I responded to Simpson thus: "Suspect we’ve also seen end of reliance on self-important, middle-aged, middle-class journos who poorly interpret/predict behaviours/events."
I moaned, he chose not to listen and refused to engage by blocking me. I admit I was wrong.
I really shouldn’t have called the public school-educated, Cambridge graduate, single-company career pensioner middle-aged. I apologise.
What successful establishment figures such as Simpson and May don’t understand is that the environment in which they operate has changed so fundamentally as to be unrecognisable to their 20th century modi operandi.
The digitisation of society and culture doesn’t simply mean that we are connected to each other in myriad ways.
Simpson, May and their journalistic and political colleagues understand that. What they find more uncomfortable – and what my small British Gas experience showed – is that those connections are not static but electrified with disruptive power.
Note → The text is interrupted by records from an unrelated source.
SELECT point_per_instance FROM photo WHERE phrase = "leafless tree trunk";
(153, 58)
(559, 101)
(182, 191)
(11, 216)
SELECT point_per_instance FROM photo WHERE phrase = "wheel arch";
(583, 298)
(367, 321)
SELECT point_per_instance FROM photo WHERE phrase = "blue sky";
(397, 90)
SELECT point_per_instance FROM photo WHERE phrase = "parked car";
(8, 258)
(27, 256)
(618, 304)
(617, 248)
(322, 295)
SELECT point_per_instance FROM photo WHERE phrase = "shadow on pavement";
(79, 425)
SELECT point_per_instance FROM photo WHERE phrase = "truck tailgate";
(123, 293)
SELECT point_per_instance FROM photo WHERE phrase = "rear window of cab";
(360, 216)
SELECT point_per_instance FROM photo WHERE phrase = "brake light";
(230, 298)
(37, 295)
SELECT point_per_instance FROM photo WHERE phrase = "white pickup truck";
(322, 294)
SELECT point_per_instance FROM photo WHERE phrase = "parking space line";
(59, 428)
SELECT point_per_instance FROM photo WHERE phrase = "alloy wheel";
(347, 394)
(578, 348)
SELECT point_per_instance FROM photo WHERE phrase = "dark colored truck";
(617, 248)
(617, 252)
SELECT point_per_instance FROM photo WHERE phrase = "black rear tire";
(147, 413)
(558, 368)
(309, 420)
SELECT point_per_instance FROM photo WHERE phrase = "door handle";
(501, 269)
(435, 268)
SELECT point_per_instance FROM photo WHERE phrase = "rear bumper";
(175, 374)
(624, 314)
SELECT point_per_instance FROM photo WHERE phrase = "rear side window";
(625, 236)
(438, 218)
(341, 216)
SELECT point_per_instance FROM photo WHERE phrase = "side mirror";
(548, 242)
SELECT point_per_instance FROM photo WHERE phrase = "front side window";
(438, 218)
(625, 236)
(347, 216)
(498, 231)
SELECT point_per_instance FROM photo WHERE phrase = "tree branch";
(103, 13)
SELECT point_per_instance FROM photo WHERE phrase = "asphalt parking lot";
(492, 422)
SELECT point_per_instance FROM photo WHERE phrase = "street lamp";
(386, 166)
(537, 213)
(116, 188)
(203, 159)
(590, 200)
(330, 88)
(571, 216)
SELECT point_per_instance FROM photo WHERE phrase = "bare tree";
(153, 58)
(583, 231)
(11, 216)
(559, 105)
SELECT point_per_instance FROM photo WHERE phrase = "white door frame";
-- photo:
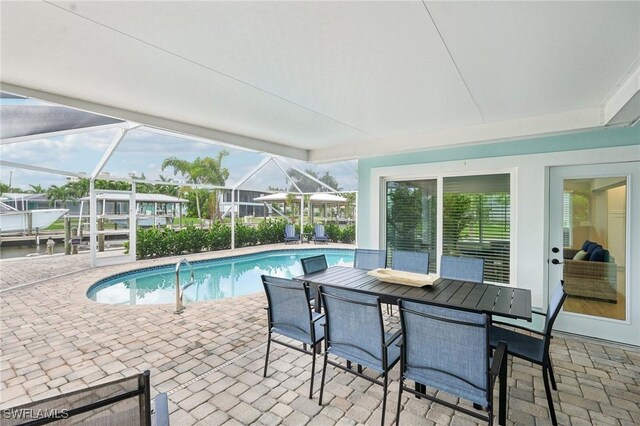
(624, 331)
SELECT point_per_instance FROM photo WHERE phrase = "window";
(476, 221)
(411, 218)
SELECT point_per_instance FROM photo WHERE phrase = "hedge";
(154, 242)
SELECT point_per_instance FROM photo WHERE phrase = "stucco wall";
(528, 160)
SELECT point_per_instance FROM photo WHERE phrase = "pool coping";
(78, 294)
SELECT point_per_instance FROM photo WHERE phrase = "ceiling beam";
(621, 96)
(162, 123)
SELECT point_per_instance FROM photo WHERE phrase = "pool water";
(214, 279)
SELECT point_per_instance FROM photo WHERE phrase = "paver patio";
(209, 359)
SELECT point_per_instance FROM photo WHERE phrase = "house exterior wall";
(528, 161)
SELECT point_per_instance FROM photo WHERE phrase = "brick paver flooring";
(210, 358)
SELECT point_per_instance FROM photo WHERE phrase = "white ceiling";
(329, 80)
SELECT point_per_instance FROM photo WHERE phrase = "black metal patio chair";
(290, 315)
(448, 349)
(369, 259)
(410, 261)
(124, 401)
(534, 347)
(354, 331)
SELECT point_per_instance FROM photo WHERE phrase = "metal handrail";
(179, 293)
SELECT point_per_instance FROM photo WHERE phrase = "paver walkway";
(210, 359)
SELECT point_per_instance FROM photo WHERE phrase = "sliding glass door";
(411, 223)
(476, 220)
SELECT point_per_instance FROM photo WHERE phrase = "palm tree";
(205, 170)
(37, 189)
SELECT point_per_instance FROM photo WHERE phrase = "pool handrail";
(180, 294)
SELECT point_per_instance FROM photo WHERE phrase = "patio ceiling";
(325, 81)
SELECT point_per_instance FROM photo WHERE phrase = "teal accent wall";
(601, 138)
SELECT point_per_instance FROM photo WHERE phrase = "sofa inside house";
(590, 272)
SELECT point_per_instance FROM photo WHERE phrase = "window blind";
(411, 223)
(477, 221)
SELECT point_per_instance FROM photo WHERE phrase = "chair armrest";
(160, 412)
(499, 358)
(393, 338)
(498, 323)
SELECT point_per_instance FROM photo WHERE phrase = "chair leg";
(313, 372)
(551, 376)
(399, 400)
(547, 388)
(502, 407)
(266, 357)
(324, 372)
(384, 397)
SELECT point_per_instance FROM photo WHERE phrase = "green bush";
(219, 237)
(271, 231)
(246, 236)
(167, 242)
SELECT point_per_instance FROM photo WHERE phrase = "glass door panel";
(594, 234)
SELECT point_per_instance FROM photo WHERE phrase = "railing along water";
(180, 294)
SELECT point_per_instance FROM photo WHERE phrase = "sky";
(143, 152)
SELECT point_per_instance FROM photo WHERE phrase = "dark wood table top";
(475, 297)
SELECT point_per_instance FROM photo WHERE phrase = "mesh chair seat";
(533, 348)
(361, 358)
(520, 345)
(355, 332)
(289, 315)
(301, 335)
(462, 268)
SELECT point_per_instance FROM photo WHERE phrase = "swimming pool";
(214, 279)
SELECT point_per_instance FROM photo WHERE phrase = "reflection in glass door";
(594, 239)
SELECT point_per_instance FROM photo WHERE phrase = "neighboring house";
(244, 203)
(24, 201)
(521, 204)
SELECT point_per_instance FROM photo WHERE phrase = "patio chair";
(448, 349)
(319, 235)
(290, 315)
(369, 259)
(290, 234)
(124, 401)
(354, 331)
(410, 261)
(310, 265)
(462, 268)
(534, 348)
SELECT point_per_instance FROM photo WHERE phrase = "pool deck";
(209, 359)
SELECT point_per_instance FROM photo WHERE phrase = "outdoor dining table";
(469, 296)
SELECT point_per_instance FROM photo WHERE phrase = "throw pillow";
(597, 255)
(591, 248)
(581, 255)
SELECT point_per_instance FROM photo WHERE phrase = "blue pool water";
(214, 279)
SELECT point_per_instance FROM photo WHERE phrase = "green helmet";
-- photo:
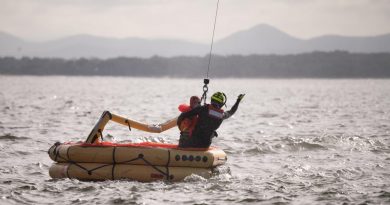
(218, 98)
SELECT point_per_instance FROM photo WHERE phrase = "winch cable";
(207, 80)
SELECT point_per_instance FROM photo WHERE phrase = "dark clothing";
(209, 120)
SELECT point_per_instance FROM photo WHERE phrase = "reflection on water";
(291, 141)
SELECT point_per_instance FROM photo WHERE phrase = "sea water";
(292, 141)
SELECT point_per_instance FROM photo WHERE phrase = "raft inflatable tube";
(98, 172)
(146, 153)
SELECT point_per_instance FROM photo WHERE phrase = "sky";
(191, 20)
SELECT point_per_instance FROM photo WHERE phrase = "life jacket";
(188, 124)
(214, 112)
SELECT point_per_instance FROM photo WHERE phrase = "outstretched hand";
(239, 98)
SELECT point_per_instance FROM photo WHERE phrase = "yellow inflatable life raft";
(147, 161)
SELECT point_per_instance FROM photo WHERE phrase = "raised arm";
(231, 112)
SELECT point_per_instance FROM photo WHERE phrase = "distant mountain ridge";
(261, 39)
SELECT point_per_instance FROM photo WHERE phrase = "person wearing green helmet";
(210, 117)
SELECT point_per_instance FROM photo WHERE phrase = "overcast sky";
(42, 20)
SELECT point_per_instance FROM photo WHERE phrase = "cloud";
(189, 19)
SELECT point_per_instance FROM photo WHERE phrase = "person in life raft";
(198, 124)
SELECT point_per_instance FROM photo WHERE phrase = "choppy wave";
(9, 137)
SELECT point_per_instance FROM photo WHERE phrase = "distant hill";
(261, 39)
(337, 64)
By refusing to engage, whether through personal or robot-enhanced messages, they look defiantly arrogant, out of touch and insensitive.
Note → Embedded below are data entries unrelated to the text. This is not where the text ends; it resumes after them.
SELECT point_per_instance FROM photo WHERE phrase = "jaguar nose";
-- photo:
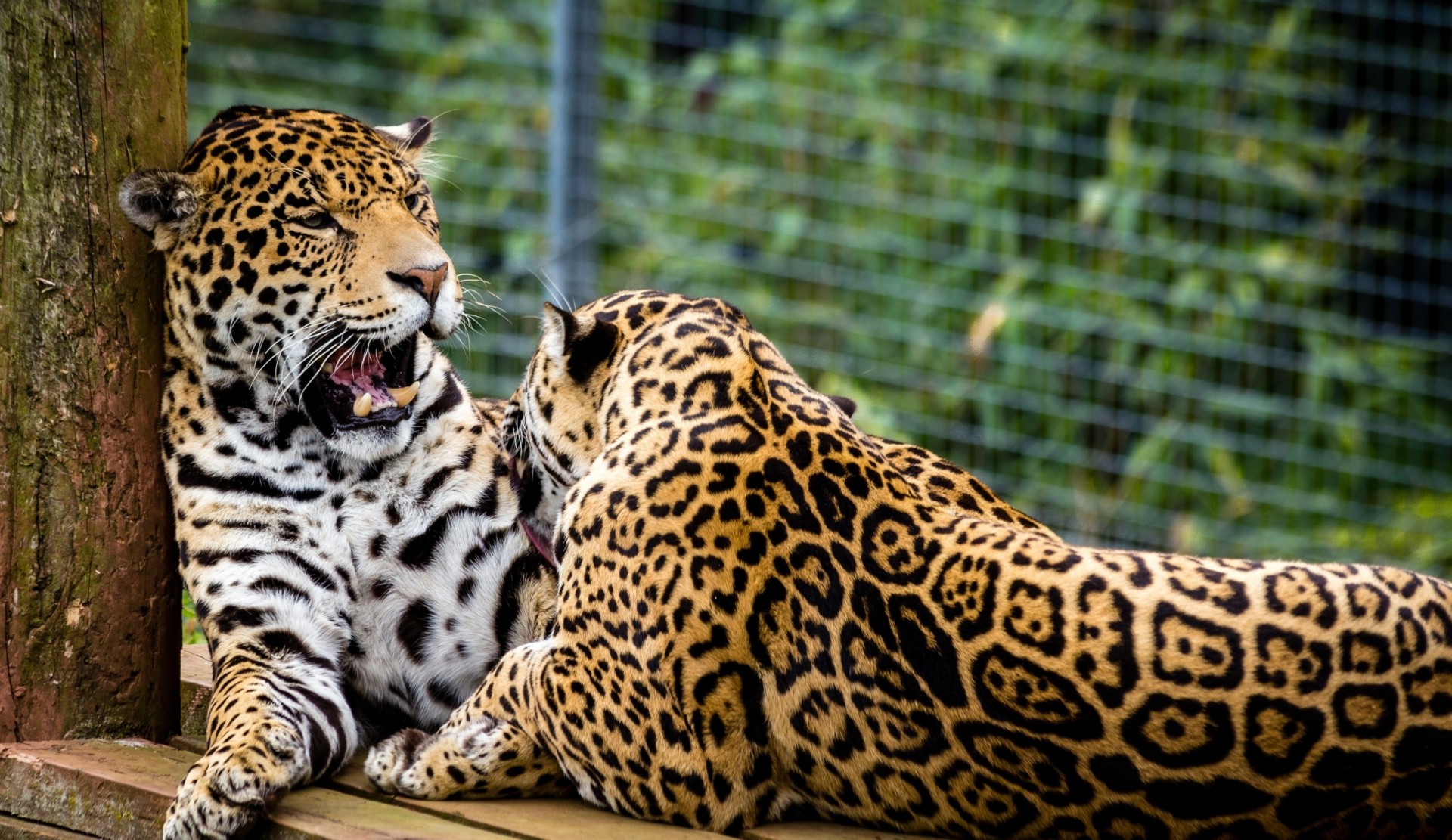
(423, 281)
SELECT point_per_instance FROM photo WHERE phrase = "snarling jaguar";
(345, 514)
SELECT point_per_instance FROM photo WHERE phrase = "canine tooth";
(404, 395)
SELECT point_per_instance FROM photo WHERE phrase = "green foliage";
(1097, 253)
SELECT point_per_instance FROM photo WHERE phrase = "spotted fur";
(762, 615)
(352, 575)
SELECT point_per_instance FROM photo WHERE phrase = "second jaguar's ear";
(163, 203)
(410, 138)
(577, 341)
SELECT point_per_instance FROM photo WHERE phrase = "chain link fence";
(1168, 276)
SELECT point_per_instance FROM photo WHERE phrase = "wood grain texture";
(121, 791)
(89, 601)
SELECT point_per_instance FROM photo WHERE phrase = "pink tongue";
(361, 374)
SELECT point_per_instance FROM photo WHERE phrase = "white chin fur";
(372, 443)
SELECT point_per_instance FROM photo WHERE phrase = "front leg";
(278, 717)
(481, 752)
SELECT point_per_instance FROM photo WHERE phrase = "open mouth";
(361, 388)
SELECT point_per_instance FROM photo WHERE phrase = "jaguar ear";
(410, 138)
(577, 341)
(560, 328)
(160, 202)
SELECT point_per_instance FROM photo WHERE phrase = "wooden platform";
(121, 791)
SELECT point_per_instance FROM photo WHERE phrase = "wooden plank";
(529, 819)
(535, 819)
(197, 690)
(121, 791)
(821, 832)
(17, 829)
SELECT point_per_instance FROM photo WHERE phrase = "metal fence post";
(572, 144)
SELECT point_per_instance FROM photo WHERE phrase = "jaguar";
(762, 615)
(346, 519)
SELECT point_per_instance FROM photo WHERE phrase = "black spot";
(588, 352)
(221, 290)
(1117, 772)
(1352, 702)
(1024, 694)
(1218, 797)
(1111, 819)
(1194, 733)
(1422, 746)
(1420, 786)
(1040, 767)
(1306, 805)
(414, 628)
(1338, 767)
(530, 566)
(1280, 734)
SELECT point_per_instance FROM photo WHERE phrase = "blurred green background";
(1165, 274)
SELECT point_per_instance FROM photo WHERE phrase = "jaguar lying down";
(760, 617)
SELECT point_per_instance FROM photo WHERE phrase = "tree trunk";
(89, 91)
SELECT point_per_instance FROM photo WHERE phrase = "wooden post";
(89, 623)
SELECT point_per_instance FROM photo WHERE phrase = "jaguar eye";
(315, 221)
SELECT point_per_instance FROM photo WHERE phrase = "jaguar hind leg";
(481, 758)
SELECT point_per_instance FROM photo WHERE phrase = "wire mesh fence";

Hyper-fast connectivity now means that the authors and receivers of messages – tweets, stories or political policies – need to listen and not just tell.
A lot of brands have made huge strides in this direction – many more, sadly, continue to fail.
The recent British Airways debacle exposed a company and its leader as arrogant, out of touch and insensitive because they tried to solve fast-moving chaos by using old-fashioned communications techniques that sought to control, rather than engage in digitised conversations. They told but didn't listen.
The smartest brands are using conversational ads on Twitter to engage with loyal customers and entice new ones. They’re investing billions in computer bots, augmented and artificial intelligence to tailor messages with individuals and larger groups that share similar traits and tastes.
Always-on attitudes mean that brands don’t just respond but go out of their way to have conversations with consumers. And they are not just using tired old homepages and Facebook channels to connect with audiences – the top four messaging apps like Kik and WhatsApp now have more users than the top four social networks combined.
Brand marketing is at the vanguard of a new conversational engagement that listens as much as it tells, that admits when all has not gone according to plan and tries to figure out solutions, that sees digital connectivity as something that must be constantly nurtured rather than switched on and off at a whim.
The reasons for Theresa May’s titanic catastrophe are manifold but one of the core strategic mistakes was not to engage and embrace the fluidity of circumstance, as all great leaders must.
Her bizarre refusal to admit the "dementia tax" u-turn, her robotic "strong and stable" line, reluctance to enter into debate and a deluded address to the nation from Downing Street on Friday represent just the tip of her self-made iceberg.
Equally, the thin-skinned and undeniably self-important phalanx of middle-aged, middle-class media commentators who rarely venture out of their cosy bubbles need to listen and engage, not just tell.
May’s communications performance during this election was misinformed, arrogant and unresponsive.
As they try to put a mirror up to her failings to connect with a wider audience, I’m not surprised that media personalities such as John Simpson are unable to spot their own reflections staring back at them.
Grant Feller is a director of GF Media and former executive at the Daily Mail and Daily Express.